Today we are offering our two cents, explaining in this article how e-commerce suppliers can benefit from using online price tracking.
Price tracking for more data-driven management of your online channels
As an e-commerce supplier, you provide your own brand of products and want to be aware of the price of those products. Price tracking software is the fastest and most efficient way to monitor the prices that retailers are assigning to your brand. You may have signed a contract about minimum advertised pricing, but if you can’t check whether or not they are respecting it, you are risking the future of your business due to lack of information. Be careful with this strategy because in many markets it is not allowed to dictate prices for retailers. If you think it is interesting, make sure try out an online price tracker.
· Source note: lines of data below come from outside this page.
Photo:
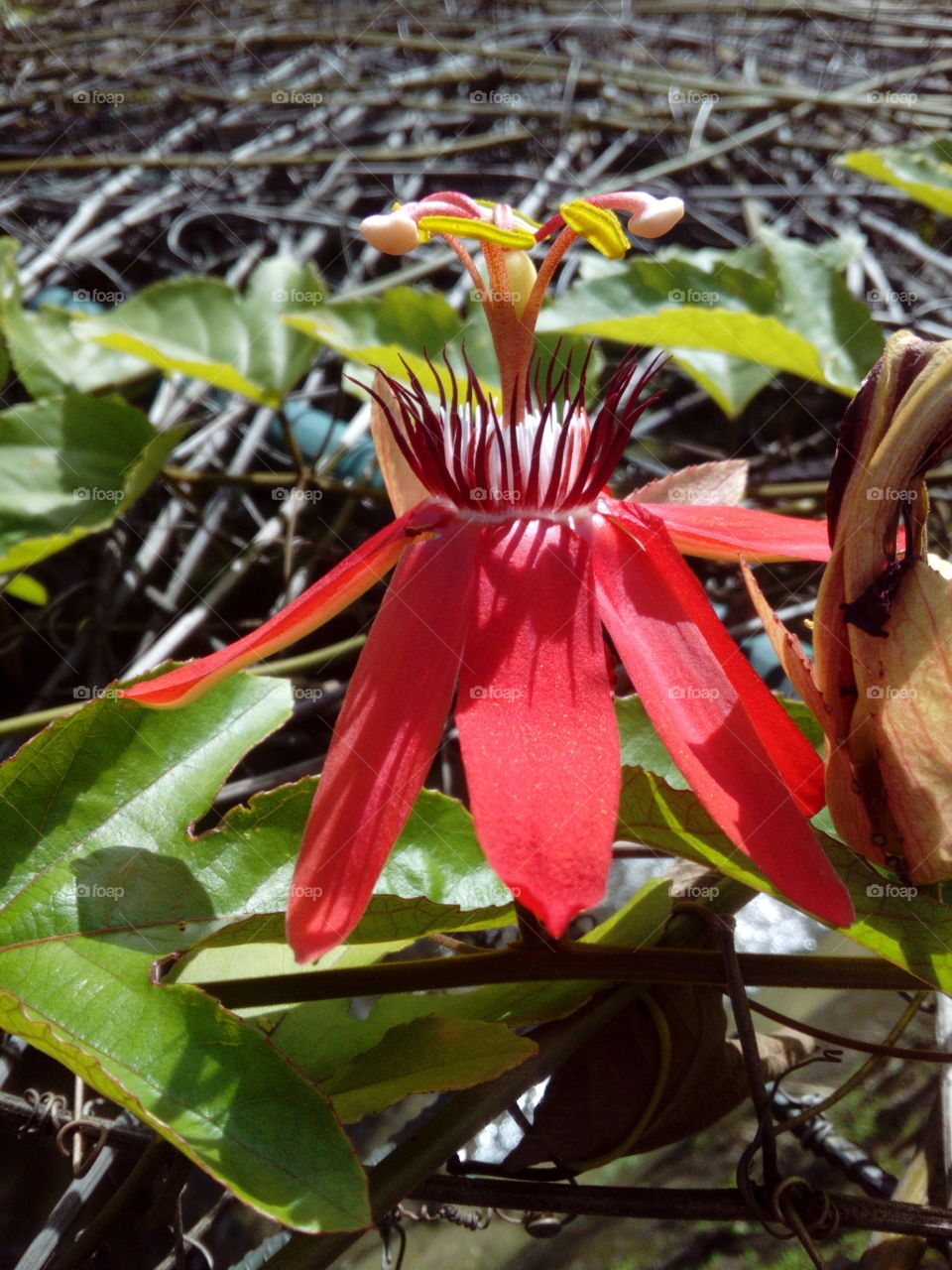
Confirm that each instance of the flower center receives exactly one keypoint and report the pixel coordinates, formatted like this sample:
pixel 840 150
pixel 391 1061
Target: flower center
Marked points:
pixel 548 458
How to know the demand for your brand by using online price tracking
Online price tracking will give you an important insight: an indicator of the current demand in the market.
By using online price tracking software, you can track your customers (which are the online shops) and their competitors’ (again, the other online shops’) pricing. If your customers and competitors are setting higher and higher prices, this means the market has a great demand for your product. Here the price is important, but its evolution is even more so. With Prisync you can generate historical graphics that will help you to understand where the prices are going. You can see how they are behaving currently and also how they change over the year. That way you can be ready for meetings depending on the phase of the year you are about to face.
Using price tracking to anticipate the market and boost sales
Apart from negotiation, price tracking and the ability to check price evolution gives you plenty of options to improve your sales. By making decisions just before the market moves, you can get very nice results. For instance, if you know August is a bad month for you, you can plan a special promotion or advertising campaign during it. Or maybe you can just lower your production. On the other hand, you can prepare your company to be ready during hard sales periods for your clients.
Sometimes decisions are not just about earning more, but about selling more in the future. If you know your customers will need a high volume of products, you may decide to raise your prices. It is fair. But another option is maintaining the prices and offering your customers faster supply than ever thanks to the fact that you can forecast their peak demand periods. Remember that the best way to boost your sales is helping your clients to grow.
Besides, knowing when the business-to-consumer businesses are setting higher prices, you may find new selling opportunities. Chances are that they have higher prices because their suppliers are providing the products for higher prices. Sending a message to them and offering your products may open their eyes so they notice they can get the same quality for a lower price by working with you.